Gegen drei kehrte dann wieder himmlische Ruhe ein. Aber wir waren hier noch nicht fertig. Gerald hatte noch sein 35m Projekt vor sich, Bodo noch keine Idee für die Schlüsselstelle seiner Route und Axel überlegte, wie er Jahre versäumter Dehnungsübungen ausradieren könnte um sein Projekt zu punkten. Und in drei Stunden schon wartete der Wagen zur letzten Fahrt zur Hütte.

Fotostrecke: Klettern in Montenegro

Als erster hat Axel es geschafft, den Leistenmantle zu reißen. Statt zu jammern, einmal ziehen und die Beweglichkeit reichte dann doch den Fuß neben die Hände zu bringen. In “Apollo 13”, 6c+ wurde das Problem also erfolgreich gelöst. Bei Gerald stockte die Begehung seiner Route dann unerwartet früh, wie wenn ein Griff sich entschieden hätte ein Stück weg zu rücken. Dann folgte aber doch ein Feuerwerk von Dynamos an Leisten und Slopern und “Survival of the Fittest”, 7c war geschafft und wir jubelten.

Gerald meinte nur lakonisch, er klettere seine schweren Projekte immer am letzten Tag. Ein Blick in Bodos Route ließ bei uns jedoch erst schiere Ratlosigkeit aufkommen.  Weder konnten wir auf unsere Fähigkeiten noch einen ganzen Grad draufpacken, noch unsere Reichweite kurzfristig um 20cm verlängern. Was tun?

Da wir ohnehin ein ganzes Gebiet samt Ethik importierten, warum nicht die Palette erweitern? Unter Anleitung von Gerald und mir brachten Bodo und Axel dann ihre erste sächsische Unterstützungsstelle zustande. Auch wenn trotz recht einfacher Platzierung der Erfolg erst nach zwanzig Minuten Probierens kam, ging es dann doch ganz passabel. Die Electric Avenue muss also nun erst mal “mit Unterstützung” firmieren, klingt aber besser als 7a/A0, fanden wir.
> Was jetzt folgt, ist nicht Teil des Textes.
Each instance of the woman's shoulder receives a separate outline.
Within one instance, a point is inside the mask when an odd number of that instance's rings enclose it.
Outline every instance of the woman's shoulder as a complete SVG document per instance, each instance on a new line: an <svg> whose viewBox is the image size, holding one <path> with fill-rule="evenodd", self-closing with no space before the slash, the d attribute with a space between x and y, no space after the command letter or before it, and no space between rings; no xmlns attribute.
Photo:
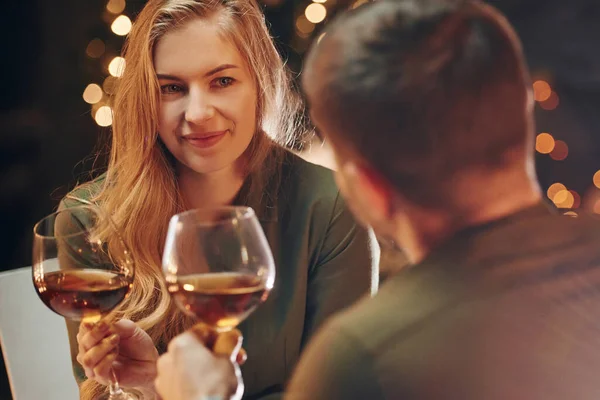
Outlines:
<svg viewBox="0 0 600 400"><path fill-rule="evenodd" d="M81 204L95 203L95 199L104 187L106 174L77 185L61 200L61 207L74 207Z"/></svg>
<svg viewBox="0 0 600 400"><path fill-rule="evenodd" d="M287 152L285 156L281 183L284 191L293 192L304 201L333 201L338 197L339 191L332 170L306 161L291 152Z"/></svg>

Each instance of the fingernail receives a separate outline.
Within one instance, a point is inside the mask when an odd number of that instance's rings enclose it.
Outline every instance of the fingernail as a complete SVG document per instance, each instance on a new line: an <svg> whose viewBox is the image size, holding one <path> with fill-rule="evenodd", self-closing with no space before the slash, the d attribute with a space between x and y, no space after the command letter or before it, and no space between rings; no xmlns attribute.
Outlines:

Der letzte Abend auf der Hütte begann mit reichlich Essen, und setzte sich begleitet vom Hantieren mit den großen Niksicer Flaschen bei der Bilanzerstellung fort: 65 Routen total, gespickt mit 520 Haken von 2 bis 7c+, 2 Projekte ca. 8, eine im Stil verbesserungswürdige Route, das Ganze an vier Felsen. Die Begeisterung der lokalen Bevölkerung wurde entzündet, hier werden demnächst nicht nur Touristen klettern. Das Potential ist noch reichlich, da wir einen Riegel noch nicht mal begonnen haben, stehen dort noch mehrere Sektoren bereit. Auch an den von uns erschlossenen Felsen warten neben leichten Möglichkeiten noch die oberen Wandbereiche, die durchweg einiges an schweren Routen erwarten lassen.

Wem jedoch das Sportklettern zu banal erscheint, der wird im Grbaja Tal vollends zufrieden gestellt. Auch uns quälte der allmorgendliche Blick auf die 400- 600m hohen Kalkwände, die nach einer guten Stunde Zustieg einem fast unerschlossen zu Füßen liegen. Der Wetterstein Montenegros war bis jetzt nur ein Tummelplatz einiger verwegener Yugoslawen in den Siebzigern. Da geht noch was.

Wir rüsteten uns am anderen Morgen zur Abreise, mit der Aussicht in Kolasin, einem Skizentrum Montenegros, noch einige Felsen an zu schauen, die im Rahmen eines Österreichischen Partnerschaftsprojektes teilweise erschlossen wurden. Der strömende Regen verhinderte aber nicht nur die erforderliche Bachüberquerung, sondern logischerweise auch das Klettern. Weitere sehnsüchtige Blicke kann man noch in der Moraca Schlucht verschwenden wo derzeit statt 2000 möglichen nur 20 Routen existieren.

Dann nach Ankunft im Hotel in Podgorica herrschte wieder städtische Realität. Natürlich sollte eine Gruppe von neun Leuten nie gleichzeitig duschen wie soll, das auch eine Wasseranlage zustande bringen? Die Taxifahrt zur Abschlussbesprechung mit der GTZ Projektleiterin endete für zwei Gruppen am irgendeinem italienischen Hotel statt an dem verabredeten italienischen Restaurant. Nach kleiner Stadtrundfahrt war auch das Problem gelöst und wir saßen in konstruktiver Diskussion endlich am Tisch.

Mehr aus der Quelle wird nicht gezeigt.